Types of Dividend Policy

The following kinds are:

  • Fixed/regular Dividend Policy: In a mounted or regular dividend policy, the dividend is paid by the corporate each year regardless of the creation of profits or losses. Shareholders get the mounted quantity of dividends each year whether or not the corporate creates profit or loss. If the corporate earns additional profits than traditional, it will transfer the number ignored once the distribution of dividends to the shareholders within the preserved earnings account. And if the corporate makes losses, in this case conjointly it’s to distribute the mounted quantity of dividend to the shareholders.
  • Stable Dividend Policy: In a stable dividend policy, the share of a dividend of profits to be paid to shareholders is mounted rather than the number of dividends.

For example, the corporate set out that it’ll pay five-hitter of profits because of the dividend pay-out to the shareholders regardless of the number of profits it’s attained.

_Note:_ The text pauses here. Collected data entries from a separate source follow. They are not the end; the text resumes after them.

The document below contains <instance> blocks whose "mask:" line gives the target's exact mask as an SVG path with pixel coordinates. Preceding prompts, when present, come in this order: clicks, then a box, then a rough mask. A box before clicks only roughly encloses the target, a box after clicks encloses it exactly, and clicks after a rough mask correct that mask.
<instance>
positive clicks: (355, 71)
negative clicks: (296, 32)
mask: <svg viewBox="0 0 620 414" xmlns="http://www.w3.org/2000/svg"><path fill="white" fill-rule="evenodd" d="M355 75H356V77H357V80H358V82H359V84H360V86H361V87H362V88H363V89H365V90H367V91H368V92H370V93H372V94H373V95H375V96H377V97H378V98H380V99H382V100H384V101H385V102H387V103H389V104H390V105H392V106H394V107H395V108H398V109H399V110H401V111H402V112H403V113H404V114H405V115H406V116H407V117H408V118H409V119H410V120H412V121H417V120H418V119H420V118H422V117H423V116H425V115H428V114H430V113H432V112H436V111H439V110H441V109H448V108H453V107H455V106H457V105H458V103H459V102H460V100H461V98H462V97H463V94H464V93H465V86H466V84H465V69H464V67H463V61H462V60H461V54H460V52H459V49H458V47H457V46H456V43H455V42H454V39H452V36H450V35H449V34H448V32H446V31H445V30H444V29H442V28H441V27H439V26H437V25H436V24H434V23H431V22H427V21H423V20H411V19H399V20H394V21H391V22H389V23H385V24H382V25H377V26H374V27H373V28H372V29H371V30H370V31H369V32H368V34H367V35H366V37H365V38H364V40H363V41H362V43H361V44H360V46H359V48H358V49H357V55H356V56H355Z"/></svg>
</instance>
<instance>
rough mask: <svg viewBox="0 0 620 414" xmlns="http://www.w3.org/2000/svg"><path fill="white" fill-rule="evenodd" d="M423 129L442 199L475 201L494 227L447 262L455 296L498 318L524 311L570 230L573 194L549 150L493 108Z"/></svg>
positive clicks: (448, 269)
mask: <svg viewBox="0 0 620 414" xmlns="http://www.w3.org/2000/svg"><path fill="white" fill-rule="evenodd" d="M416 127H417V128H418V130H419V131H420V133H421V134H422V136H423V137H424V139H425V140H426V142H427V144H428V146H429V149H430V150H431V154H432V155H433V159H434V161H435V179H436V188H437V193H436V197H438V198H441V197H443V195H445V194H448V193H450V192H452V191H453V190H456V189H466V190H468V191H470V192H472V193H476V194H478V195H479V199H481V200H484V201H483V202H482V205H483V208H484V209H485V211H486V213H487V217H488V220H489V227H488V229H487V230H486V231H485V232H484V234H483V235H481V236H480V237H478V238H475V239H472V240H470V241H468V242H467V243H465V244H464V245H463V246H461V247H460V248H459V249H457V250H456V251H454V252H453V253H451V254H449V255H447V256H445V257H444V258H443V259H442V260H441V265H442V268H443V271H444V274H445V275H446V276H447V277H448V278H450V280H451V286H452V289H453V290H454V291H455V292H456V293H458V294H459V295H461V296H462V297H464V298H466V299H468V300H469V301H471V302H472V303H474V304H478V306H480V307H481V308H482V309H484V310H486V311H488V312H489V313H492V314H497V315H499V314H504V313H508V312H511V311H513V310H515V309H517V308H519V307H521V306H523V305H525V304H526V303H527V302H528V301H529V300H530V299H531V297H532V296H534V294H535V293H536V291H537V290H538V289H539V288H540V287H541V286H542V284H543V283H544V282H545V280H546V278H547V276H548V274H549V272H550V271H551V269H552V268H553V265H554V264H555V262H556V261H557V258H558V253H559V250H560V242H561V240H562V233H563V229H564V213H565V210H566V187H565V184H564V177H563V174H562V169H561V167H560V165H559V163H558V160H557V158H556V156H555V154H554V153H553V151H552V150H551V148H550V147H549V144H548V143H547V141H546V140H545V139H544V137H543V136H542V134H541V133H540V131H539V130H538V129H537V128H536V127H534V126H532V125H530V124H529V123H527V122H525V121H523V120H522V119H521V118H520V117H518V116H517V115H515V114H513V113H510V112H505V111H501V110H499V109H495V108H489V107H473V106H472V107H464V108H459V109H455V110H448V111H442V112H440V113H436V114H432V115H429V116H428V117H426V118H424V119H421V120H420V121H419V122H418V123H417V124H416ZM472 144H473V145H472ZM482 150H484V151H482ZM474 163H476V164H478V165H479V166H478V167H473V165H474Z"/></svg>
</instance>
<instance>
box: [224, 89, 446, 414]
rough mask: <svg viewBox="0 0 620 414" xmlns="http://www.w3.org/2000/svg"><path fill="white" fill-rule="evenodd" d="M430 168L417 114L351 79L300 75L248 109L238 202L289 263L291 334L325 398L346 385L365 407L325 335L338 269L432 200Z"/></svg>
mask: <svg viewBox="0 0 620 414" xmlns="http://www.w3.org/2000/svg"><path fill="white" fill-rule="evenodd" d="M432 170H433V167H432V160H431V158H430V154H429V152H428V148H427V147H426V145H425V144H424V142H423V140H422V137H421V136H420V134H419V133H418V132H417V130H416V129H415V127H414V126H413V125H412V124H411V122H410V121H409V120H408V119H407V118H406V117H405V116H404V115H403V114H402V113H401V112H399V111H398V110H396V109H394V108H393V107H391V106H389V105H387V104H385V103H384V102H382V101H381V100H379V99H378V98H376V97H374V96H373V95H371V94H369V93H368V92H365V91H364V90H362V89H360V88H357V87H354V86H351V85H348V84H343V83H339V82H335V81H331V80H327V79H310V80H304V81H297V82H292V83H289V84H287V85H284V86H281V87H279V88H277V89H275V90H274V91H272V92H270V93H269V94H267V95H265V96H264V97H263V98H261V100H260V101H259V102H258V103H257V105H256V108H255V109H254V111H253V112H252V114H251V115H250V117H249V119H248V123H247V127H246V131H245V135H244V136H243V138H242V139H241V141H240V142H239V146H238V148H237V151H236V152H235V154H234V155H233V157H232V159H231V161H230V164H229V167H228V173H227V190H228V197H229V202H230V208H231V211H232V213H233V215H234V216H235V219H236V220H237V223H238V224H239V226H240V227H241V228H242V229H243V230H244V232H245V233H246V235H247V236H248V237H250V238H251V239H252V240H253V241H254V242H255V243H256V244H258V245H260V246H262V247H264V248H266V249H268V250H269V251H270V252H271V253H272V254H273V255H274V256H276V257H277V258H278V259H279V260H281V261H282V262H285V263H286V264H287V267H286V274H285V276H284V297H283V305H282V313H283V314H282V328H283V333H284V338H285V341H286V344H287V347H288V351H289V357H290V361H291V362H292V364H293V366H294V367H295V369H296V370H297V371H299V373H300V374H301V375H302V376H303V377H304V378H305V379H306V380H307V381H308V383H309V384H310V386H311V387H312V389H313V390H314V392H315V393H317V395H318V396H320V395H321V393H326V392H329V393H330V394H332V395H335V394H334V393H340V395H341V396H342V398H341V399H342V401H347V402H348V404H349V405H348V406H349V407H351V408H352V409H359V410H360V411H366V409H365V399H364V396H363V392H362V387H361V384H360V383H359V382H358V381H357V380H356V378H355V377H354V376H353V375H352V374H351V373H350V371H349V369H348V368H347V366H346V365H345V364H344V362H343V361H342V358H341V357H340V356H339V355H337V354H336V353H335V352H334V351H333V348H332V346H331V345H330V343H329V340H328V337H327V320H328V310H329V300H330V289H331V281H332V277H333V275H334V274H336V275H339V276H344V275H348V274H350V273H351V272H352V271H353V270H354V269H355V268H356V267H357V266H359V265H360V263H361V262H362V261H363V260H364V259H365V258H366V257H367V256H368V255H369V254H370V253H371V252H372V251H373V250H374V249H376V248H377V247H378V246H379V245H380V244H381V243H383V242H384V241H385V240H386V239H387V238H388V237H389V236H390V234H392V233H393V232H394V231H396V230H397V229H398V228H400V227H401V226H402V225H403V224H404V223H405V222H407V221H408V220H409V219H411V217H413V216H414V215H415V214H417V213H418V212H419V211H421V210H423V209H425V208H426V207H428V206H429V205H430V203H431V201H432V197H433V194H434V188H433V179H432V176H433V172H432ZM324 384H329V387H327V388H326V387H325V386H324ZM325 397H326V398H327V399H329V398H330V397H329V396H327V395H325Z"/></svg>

During this kind, shareholders face a ton of uncertainty as they don’t have any plan of what quantity of dividends they’re planning to receive for the year.

  • Irregular Dividend Policy: During this kind of dividend policy, there’s no such certainty of receipt of dividend to the shareholders of the corporate. The corporate is below no obligation to share the number or share of profits with the shareholders. If it’s attained an oversized quantity of profit in any specific year, it will distribute any quantity of profits as a dividend. In this case, the distribution of dividends alone depends on the discretion of the corporate. For the shareholders, it is often extremely risky to speculate during a company as there’s the risk of not receiving any dividend in any year.
  • No Dividend Policy: several businesses don’t the least bit distribute any quantity of their profit because of the dividend. This is often as a result of, regardless of the profits it’s attained, its transfers that quantity in preserved earnings account to be used for growth or acquisition of future comes. This makes the corporate grow quickly and conjointly the worth of its shares get will increase.